31-year-old Chandini who hails from Theni directed the documentary Yaathumagi which chronicles the inspirational stories of singer Jyothi Kalai, who is visually impaired, and Dr. KS Deepsuriya, who was diagnosed with cerebral palsy. “I grew very interested in baby photography after I gave birth to my child. Through the documentary, I wanted to focus more on mothers of specially abled children who have reached successful points in their lives with flying colours.The idea was to capture the selflessness and dedication of mothers,” says Chandini. As for her next course of action in the field, Chandini shares that she wants to teach photography at Theni.
Filmmaker Chandini. Credit: Studio A
Filmmaker Madhu Priya, 41, a resident of Krishnagiri, paints a grim picture of the state of affairs of residents of Oragadam village (Chengalpattu district) in her documentary Those Four Walls- 7’ X 5’. Predominantly inhabited by members of the Irula tribe, the locality is inhabited by over 150 people. As per the documentary, over half of the houses do not have access to electricity, no doors and are constructed with mud. Madhu Priya speaks to women and children in the neighbourhood to understand how they are forced to practice open defecation due to lack of resources.
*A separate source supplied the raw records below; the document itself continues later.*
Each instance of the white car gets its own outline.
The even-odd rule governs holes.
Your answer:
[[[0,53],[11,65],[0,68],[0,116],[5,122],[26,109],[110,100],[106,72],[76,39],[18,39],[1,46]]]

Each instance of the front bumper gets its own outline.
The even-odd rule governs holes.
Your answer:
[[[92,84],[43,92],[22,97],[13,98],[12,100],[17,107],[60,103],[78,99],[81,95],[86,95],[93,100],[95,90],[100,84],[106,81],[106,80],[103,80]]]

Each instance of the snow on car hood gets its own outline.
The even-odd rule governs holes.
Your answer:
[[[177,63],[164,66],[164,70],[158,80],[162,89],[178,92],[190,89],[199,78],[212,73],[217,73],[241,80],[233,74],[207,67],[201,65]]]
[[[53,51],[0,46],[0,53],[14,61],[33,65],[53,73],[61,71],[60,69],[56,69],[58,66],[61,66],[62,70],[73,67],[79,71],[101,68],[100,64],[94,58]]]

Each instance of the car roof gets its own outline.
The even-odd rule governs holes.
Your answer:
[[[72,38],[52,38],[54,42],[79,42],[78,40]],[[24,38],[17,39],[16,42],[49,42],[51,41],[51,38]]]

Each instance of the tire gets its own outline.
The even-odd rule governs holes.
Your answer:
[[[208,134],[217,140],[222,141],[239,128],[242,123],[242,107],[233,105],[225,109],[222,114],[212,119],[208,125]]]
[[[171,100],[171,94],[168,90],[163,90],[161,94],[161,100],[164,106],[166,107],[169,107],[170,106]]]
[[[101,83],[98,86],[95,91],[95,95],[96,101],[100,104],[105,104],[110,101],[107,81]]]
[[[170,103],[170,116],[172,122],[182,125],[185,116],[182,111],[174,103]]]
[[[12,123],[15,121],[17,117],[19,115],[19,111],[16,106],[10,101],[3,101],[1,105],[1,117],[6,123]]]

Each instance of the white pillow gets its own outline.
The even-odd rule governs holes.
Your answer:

The lack of patta, safety concerns, and apprehensions about the future of their children are topics that the documentary sheds light on.
Speaking about the fellowship, Madhu Priya says, “I have always been interested in photography. I was following photographer Amar Ramesh’s work and that is how I came to know about the training. We visited places like Mahabalipuram and DakshinaChitra museum for hands-on photography sessions which were very intriguing.”
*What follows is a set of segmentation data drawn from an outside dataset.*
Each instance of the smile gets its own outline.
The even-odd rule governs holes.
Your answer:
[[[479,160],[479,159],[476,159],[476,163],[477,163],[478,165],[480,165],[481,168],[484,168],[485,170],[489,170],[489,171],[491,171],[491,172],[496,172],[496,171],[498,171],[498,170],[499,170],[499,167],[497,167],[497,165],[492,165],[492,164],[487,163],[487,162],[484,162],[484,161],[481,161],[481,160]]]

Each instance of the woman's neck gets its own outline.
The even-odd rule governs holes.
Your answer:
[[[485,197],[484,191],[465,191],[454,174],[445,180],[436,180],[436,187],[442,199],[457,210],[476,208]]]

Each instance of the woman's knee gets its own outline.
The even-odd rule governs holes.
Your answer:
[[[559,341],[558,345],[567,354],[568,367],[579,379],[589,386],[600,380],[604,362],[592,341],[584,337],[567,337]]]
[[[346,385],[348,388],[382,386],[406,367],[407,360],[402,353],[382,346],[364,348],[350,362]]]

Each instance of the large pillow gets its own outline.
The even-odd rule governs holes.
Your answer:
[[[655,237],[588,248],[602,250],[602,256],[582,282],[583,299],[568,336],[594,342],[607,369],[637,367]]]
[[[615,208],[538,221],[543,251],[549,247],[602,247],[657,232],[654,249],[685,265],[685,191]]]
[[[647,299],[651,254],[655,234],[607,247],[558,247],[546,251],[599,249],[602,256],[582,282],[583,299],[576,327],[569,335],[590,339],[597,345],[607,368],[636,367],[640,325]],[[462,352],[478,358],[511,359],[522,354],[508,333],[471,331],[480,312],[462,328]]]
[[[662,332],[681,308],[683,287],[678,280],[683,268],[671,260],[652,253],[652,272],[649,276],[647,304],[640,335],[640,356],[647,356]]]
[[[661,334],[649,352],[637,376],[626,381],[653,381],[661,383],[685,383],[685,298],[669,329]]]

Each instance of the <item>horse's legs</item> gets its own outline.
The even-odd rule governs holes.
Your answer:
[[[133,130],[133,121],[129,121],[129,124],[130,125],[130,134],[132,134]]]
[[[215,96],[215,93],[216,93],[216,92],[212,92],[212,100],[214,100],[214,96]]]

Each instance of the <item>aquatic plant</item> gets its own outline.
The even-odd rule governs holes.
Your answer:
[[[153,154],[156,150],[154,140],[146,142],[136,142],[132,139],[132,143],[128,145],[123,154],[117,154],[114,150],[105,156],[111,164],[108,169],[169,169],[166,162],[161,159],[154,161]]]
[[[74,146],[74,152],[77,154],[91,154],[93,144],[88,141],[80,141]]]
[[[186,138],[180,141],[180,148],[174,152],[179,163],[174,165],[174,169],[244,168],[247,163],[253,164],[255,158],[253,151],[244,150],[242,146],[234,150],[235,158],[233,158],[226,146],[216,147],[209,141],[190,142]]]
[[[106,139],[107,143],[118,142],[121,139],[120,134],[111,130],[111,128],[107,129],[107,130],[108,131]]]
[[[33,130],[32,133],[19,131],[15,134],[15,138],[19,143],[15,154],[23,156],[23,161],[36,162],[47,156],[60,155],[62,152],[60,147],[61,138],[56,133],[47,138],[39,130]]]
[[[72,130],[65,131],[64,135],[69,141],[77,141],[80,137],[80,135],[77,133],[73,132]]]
She goes on to share her experience of working on the documentary. “I attended a workshop called ‘ways of seeing’ conducted by my mentor, photographer Jaisingh Nageswaran at filmmaker Pa Ranjith’s Koogai library. That was an eye-opener since I was able to understand how there are many takers for nature photography, but artists seldom explore the more serious and hard-hitting subjects like the one in hand. I came across this neighbourhood when I was shooting photographs for an exhibition titled ‘My City, My Muse’. Shooting a documentary about Oragadam was driven by my passion towards documentary photography,” says Madhu. She also adds that she would like to work on photo and video documentaries in future.
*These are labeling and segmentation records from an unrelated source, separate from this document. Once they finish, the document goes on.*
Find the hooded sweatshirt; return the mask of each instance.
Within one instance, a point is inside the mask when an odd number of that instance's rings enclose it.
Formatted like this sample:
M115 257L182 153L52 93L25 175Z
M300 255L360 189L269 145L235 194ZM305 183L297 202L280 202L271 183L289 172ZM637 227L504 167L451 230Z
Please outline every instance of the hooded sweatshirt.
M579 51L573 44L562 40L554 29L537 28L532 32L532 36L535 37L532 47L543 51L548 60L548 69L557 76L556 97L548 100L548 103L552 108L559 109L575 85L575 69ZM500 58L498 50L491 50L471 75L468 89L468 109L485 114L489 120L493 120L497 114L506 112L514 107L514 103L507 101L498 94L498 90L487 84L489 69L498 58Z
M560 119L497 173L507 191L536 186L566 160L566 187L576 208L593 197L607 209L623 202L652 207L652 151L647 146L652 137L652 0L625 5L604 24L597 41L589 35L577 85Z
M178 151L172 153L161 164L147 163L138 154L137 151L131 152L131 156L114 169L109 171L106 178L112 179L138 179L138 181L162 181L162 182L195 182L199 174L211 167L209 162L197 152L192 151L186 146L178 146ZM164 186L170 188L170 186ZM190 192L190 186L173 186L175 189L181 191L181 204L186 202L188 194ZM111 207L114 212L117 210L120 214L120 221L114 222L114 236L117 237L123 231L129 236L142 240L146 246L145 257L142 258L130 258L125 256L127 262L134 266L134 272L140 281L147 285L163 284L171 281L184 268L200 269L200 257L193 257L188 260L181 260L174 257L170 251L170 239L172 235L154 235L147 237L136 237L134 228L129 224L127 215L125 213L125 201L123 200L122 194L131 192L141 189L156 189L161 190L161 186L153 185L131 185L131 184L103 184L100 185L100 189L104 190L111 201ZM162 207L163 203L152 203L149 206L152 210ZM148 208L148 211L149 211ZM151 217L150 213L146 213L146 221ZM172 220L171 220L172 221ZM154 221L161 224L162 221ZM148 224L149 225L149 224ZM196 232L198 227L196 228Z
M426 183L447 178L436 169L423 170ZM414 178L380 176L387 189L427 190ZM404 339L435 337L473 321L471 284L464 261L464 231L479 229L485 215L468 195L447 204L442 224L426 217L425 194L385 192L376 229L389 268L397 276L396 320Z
Watch Those Four Walls here:
Commenting on the progress the filmmakers made over the course of the year, Studio A’s Amar Ramesh says, “I believe the fellowship made them self-reliant. Our only aim was to help them accomplish their goals and ensure that they are feeling confident about their work. Everyone who watched the films had takeaways and reflections. We are glad that the five of them were able to achieve that.”
Following the success of the first edition, CPB and Studio A are gearing up for this year’s fellowship programme, the applications for which are available in CPB’s website and are open till April 8. “We want to have women from diverse backgrounds and underserved communities for this edition and hence, we are hoping to receive as many applications as possible. We have also tweaked the training programme a bit to equip them better to work in the film industry,” says Gayatri.